Jane Jacobs
Born in Pennsylvania in 1916, Jane Jacobs gained recognition in both the United States and, later, Canada, as a writer and activist, focusing primarily on urban development and planning policies. Although she was never formally trained in architecture or urban planning, many of the insights set out in Jacob's most famous work (The Death and Life of Great American Cities, published in 1961) are still studied and even taken for granted today. In direct opposition to the 'top-down' planning styles popular at the time, Jacobs advocated diverse, dense, multi-use neighbourhoods with sidewalks and strong local economies.

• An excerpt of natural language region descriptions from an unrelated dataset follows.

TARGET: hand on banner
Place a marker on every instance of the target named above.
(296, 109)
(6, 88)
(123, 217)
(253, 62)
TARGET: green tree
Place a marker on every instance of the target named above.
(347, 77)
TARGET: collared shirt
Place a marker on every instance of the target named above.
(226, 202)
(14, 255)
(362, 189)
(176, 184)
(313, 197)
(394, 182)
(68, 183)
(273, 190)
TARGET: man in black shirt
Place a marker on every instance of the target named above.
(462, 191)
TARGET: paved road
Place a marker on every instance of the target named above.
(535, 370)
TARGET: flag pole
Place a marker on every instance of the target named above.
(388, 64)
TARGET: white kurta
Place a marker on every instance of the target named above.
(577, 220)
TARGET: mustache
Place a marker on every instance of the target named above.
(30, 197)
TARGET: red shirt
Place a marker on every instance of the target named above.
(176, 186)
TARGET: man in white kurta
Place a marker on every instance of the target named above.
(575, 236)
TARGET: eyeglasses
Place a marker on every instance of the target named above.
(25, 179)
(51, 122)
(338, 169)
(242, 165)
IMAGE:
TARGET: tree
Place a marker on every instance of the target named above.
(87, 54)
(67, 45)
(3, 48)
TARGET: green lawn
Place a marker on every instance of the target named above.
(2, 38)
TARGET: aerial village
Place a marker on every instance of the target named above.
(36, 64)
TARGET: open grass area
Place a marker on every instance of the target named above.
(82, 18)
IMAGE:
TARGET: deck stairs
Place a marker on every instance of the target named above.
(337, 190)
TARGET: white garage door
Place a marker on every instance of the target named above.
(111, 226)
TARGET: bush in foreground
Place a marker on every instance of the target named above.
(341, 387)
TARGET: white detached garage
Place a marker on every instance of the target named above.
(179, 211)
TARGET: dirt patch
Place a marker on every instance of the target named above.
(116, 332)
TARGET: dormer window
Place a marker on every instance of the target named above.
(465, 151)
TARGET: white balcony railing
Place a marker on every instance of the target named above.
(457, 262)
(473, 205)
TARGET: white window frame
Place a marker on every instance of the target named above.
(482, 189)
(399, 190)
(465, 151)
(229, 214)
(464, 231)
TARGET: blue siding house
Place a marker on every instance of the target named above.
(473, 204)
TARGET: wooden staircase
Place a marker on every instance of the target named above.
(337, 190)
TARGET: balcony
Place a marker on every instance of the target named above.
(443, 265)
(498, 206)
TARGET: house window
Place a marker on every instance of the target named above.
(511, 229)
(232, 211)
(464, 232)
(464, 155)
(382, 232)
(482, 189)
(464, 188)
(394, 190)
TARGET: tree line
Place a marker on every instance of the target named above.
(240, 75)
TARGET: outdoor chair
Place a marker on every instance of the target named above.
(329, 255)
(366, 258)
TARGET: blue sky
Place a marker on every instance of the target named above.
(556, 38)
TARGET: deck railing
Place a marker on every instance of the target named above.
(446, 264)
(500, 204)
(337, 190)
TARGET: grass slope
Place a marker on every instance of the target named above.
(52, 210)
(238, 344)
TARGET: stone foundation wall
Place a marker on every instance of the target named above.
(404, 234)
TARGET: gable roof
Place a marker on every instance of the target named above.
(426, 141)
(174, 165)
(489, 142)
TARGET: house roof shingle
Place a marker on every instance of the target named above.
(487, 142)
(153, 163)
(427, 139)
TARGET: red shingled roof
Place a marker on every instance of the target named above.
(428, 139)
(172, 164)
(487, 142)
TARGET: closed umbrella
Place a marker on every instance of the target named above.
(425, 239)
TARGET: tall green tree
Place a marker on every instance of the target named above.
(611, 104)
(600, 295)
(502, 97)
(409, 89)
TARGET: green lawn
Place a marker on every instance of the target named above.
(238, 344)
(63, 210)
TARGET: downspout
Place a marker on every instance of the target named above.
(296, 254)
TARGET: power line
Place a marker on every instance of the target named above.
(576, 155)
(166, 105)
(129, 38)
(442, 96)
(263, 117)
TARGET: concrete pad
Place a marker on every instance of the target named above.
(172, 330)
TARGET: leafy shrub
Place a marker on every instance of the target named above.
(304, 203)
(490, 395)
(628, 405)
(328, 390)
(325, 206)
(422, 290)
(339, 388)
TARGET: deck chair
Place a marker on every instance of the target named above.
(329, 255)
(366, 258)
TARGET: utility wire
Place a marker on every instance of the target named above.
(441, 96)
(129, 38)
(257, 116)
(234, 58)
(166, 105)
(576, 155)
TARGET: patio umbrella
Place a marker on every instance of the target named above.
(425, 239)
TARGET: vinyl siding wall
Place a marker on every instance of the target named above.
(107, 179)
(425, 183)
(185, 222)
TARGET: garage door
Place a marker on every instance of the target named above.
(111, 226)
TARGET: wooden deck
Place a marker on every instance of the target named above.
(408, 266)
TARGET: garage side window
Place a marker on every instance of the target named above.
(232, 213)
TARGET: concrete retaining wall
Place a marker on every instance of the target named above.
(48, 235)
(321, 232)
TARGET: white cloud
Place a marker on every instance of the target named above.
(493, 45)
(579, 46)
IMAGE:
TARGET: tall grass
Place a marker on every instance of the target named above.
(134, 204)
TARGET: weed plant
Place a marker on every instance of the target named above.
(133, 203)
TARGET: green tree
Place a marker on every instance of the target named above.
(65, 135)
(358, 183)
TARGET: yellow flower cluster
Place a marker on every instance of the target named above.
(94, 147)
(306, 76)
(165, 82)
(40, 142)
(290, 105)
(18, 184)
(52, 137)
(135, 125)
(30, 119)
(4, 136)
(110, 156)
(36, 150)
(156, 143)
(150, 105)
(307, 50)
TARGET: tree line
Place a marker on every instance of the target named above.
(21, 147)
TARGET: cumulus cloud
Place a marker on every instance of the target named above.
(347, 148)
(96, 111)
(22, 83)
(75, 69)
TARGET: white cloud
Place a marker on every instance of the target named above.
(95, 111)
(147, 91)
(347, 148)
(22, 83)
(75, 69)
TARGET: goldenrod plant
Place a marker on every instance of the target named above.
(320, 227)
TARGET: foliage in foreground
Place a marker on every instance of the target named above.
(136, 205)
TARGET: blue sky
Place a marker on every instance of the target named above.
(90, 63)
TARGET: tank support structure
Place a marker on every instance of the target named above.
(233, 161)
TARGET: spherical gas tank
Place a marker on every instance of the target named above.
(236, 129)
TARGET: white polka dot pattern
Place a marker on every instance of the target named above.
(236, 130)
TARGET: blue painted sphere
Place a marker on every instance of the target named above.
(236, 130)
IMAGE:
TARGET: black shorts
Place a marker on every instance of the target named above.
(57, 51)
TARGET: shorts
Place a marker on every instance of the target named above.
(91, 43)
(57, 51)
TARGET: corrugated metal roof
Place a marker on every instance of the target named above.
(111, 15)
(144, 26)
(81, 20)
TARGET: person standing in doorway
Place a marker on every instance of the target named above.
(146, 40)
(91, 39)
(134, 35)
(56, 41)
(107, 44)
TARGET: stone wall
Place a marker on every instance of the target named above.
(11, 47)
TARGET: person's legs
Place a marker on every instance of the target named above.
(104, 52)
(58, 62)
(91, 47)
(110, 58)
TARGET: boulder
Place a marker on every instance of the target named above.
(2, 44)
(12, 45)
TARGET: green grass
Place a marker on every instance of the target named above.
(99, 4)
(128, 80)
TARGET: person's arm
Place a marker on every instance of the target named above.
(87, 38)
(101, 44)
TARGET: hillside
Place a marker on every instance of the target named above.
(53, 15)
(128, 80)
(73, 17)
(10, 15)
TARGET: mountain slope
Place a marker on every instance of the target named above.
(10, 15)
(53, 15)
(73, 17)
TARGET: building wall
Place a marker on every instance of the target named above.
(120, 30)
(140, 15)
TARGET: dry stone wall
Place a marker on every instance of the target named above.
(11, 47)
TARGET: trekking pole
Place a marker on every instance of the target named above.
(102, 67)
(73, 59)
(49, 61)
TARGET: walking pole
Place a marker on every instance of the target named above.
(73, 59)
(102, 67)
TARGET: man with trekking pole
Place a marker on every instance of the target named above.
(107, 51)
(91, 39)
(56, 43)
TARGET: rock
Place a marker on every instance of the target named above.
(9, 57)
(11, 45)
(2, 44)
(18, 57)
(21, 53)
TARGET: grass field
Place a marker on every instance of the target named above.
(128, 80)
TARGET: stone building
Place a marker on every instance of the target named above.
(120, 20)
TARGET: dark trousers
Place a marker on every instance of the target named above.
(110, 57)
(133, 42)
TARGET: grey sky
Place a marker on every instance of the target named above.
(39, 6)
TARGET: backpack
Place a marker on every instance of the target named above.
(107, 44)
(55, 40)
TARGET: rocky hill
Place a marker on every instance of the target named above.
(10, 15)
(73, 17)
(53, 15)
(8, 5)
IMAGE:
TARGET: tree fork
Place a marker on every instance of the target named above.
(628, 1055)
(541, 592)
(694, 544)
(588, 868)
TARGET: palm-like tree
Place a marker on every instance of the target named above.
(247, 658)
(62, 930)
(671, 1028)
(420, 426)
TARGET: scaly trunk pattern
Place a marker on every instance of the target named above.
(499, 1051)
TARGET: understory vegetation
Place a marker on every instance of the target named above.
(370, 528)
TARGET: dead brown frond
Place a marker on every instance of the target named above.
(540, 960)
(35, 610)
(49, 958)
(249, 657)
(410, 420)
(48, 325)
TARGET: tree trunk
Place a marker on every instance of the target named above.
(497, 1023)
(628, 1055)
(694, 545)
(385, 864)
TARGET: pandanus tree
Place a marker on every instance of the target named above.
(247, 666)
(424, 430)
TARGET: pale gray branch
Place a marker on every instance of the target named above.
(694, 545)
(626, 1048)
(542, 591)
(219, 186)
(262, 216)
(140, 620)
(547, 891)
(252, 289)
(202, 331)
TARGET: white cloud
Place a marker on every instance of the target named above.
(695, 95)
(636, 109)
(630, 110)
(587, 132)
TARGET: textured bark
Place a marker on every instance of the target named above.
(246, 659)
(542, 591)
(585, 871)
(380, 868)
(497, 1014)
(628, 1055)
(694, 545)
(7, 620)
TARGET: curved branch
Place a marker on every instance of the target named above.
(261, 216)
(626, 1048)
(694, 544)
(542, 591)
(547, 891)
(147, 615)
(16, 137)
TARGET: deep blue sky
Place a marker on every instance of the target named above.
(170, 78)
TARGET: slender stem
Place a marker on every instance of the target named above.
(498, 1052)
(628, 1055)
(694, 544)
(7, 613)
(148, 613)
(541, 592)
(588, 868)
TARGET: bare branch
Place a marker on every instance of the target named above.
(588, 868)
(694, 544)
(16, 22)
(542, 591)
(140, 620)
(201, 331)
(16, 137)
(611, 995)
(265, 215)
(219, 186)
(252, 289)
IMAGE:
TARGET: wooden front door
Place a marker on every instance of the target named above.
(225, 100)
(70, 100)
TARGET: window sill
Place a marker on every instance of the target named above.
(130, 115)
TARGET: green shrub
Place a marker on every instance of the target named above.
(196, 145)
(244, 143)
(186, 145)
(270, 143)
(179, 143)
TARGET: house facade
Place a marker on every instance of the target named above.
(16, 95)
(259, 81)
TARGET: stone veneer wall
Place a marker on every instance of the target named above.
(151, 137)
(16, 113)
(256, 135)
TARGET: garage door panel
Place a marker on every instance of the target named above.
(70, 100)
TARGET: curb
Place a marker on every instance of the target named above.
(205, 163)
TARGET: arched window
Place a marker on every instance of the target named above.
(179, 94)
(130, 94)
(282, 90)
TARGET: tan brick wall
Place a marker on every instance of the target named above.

An emphasis on people over cars led Jacobs into urban activism, opposing plans to build the Lower Manhattan Expressway through New York's Greenwich Village. The success of Jacobs and like-minded advocates in stopping the expressway played a role in the downfall of New York City Parks Commissioner Robert Moses and represented a power shift in favour of New York communities. Jacob's ideas were also important challenges to the popular practices of high-rise housing and 'slum-clearing.' Eventually, The Death and Life of Great American Cities came to have a wide influence, especially in Toronto, where Jacobs and her family moved in 1968, and where she continued to be involved in city planning. She also played an important role in stopping the construction of the Spadina Expressway.
Unconcerned with 'official' credentials, Jacobs refused numerous honorary degrees, but wrote several more books, including Economy of Cities, Systems of Survival, and The Nature of Economies. She lived at 69 Albany Avenue in the Annex neighbourhood of Toronto until her death on April 25th, 2006.